Interesting stuff that I had never really thought about:
From the end of World War II until the mid-1970s, the proportion of Americans in prison each year never exceeded 120 per 100,000. But starting in the late 1960s, a multidecade crime wave swelled in America, and an unprecedented number of adolescents and young adults were criminally active. In response, the anti-crime policies of most local, state, and federal governments became more and more draconian. The combined result was that the prison population exploded. By 1985, the imprisonment rate had doubled from its historical norm, such that more than 200 in 100,000 Americans were in a state or federal prison. The number of people in prison increased an average of 8 percent a year for the next decade, breaching the 1 million mark in 1994 and continuing to grow until 2009. This had ramifications that were felt for years: Because most people who are released from prison return, the system has been stocked and restocked with the legacy of that American crime-and-punishment wave for a quarter century. That’s why the 2009 peak of U.S. imprisonment came 18 years after the 1991 peak in the violent-crime rate. The prison system is like a badly overloaded tractor trailer—it takes a long time to stop even after the brakes are hit.
That tractor trailer is finally slowing down, decades after the “great crime decline” began in the 1990s. Until 2009, the lengthier sentences handed down during the preceding crime wave and the tendency of released prisoners to be re-incarcerated kept imprisonment rising even as crime declined. But the falling crime that the U.S. experienced in the 1990s and 2000s is now finally translating into a shrinking prison population… Rapidly declining numbers of youth are committing crimes, getting arrested, and being incarcerated. This matters because young offenders are the raw material that feeds the prison system: As one generation ages out, another takes its place on the same horrid journey. The U.S. had an extremely high-crime generation followed by a lower-crime generation, meaning that the older population is not being replaced at an equal rate. The impact of this shift on the prison population began more than a decade ago but has been little noticed because it takes so long for the huge prison population of longer provenance to clear.

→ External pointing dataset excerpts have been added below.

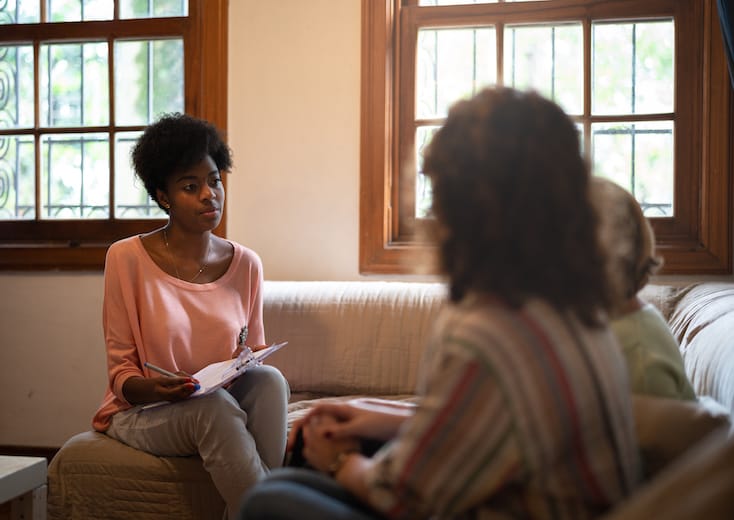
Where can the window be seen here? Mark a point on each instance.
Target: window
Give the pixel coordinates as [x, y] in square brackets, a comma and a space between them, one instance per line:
[654, 115]
[79, 81]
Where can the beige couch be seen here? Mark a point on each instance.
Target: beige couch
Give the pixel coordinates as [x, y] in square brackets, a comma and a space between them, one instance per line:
[345, 338]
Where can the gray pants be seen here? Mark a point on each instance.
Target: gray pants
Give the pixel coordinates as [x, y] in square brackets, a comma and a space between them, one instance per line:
[239, 433]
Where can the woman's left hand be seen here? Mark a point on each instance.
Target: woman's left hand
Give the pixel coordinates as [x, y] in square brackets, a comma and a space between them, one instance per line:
[319, 450]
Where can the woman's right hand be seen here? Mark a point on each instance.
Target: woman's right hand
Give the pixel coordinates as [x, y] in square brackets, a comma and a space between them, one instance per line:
[143, 390]
[174, 388]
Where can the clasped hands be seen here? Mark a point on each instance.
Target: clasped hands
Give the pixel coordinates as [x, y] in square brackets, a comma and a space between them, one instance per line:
[332, 429]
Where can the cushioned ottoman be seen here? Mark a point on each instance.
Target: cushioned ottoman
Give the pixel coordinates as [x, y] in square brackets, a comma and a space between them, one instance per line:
[97, 468]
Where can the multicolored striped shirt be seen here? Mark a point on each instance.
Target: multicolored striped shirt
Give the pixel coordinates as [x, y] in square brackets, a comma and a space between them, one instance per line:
[523, 413]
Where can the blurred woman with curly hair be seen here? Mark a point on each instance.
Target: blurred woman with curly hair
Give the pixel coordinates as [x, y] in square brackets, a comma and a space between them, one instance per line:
[523, 406]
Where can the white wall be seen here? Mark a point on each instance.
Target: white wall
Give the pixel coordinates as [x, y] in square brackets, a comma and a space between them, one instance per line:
[294, 76]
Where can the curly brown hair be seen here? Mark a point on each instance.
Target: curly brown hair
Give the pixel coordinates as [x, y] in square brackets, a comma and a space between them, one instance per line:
[510, 193]
[627, 238]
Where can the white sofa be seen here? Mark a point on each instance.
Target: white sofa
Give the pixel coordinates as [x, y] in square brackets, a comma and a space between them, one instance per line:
[345, 338]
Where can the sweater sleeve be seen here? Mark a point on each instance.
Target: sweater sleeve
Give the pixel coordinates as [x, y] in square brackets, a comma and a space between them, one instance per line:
[255, 324]
[123, 358]
[448, 457]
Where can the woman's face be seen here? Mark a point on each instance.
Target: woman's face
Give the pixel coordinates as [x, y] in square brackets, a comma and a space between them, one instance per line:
[196, 196]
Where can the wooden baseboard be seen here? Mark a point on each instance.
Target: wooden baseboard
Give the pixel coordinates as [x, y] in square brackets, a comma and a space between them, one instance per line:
[29, 451]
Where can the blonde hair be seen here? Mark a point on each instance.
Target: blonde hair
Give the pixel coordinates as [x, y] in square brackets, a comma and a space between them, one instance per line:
[626, 237]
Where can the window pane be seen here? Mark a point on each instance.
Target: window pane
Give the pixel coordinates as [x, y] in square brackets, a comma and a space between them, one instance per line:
[74, 84]
[153, 8]
[131, 199]
[80, 10]
[19, 11]
[548, 59]
[75, 176]
[633, 68]
[17, 179]
[150, 73]
[423, 188]
[16, 86]
[639, 157]
[452, 64]
[456, 2]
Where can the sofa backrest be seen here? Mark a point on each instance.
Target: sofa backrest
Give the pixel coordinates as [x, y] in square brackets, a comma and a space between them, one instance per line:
[703, 324]
[353, 337]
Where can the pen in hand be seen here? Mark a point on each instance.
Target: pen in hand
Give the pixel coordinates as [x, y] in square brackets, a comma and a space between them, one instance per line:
[165, 372]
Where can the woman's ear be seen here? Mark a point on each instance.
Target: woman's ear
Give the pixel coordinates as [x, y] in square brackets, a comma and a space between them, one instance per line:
[163, 199]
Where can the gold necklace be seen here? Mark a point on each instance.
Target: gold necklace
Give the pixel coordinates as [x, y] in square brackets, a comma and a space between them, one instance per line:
[173, 262]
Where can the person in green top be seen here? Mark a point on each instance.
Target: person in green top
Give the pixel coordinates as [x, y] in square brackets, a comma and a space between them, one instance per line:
[653, 357]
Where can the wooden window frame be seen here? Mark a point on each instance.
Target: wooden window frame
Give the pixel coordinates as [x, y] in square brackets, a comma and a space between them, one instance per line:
[696, 241]
[82, 244]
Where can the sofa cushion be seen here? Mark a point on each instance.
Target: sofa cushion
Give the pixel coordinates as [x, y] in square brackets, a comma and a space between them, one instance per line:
[95, 476]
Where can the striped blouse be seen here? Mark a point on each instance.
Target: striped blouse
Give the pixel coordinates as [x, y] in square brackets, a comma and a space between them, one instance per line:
[524, 413]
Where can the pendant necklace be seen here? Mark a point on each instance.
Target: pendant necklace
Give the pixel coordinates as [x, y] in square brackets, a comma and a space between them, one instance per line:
[173, 262]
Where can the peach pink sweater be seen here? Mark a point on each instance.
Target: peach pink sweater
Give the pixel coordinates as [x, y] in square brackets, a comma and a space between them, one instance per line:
[149, 315]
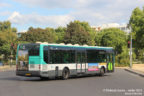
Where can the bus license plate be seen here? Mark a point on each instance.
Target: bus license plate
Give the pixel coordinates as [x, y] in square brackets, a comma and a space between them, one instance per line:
[28, 74]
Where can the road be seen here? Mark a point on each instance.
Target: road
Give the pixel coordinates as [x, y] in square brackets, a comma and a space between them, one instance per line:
[119, 83]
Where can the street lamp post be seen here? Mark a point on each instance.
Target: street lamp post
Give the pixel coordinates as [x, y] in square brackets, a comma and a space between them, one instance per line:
[130, 47]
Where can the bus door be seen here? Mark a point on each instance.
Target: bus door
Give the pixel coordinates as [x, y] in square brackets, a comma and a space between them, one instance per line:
[110, 63]
[81, 61]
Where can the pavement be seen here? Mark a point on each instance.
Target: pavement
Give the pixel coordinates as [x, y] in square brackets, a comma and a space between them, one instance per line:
[119, 83]
[137, 69]
[7, 68]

But such a transformation is now well under way. One statistic vividly illustrates the change: In 2007, the imprisonment rate for 18- and 19-year-old men was more than five times that of men over the age of 64. But today, men in those normally crime-prone late-adolescent years are imprisoned at half the rate that senior citizens are today.
The crazy thing is that while the late 20th century explosion in crime had significant and observable effects on our politics, the long decline in criminal activity really hasn’t, or at least not yet. The Right narrative on prisons is that criminal activity has never been higher than it is today, therefore requiring more draconian penalties and higher rates of incarceration. The Left narrative is a good deal more sane, but tends to try to explain high American incarceration rates by reference to long-standing ideological structures in American politics (“America incarcerates so many people because racism”) which isn’t at all wrong but also doesn’t explain the variation across time.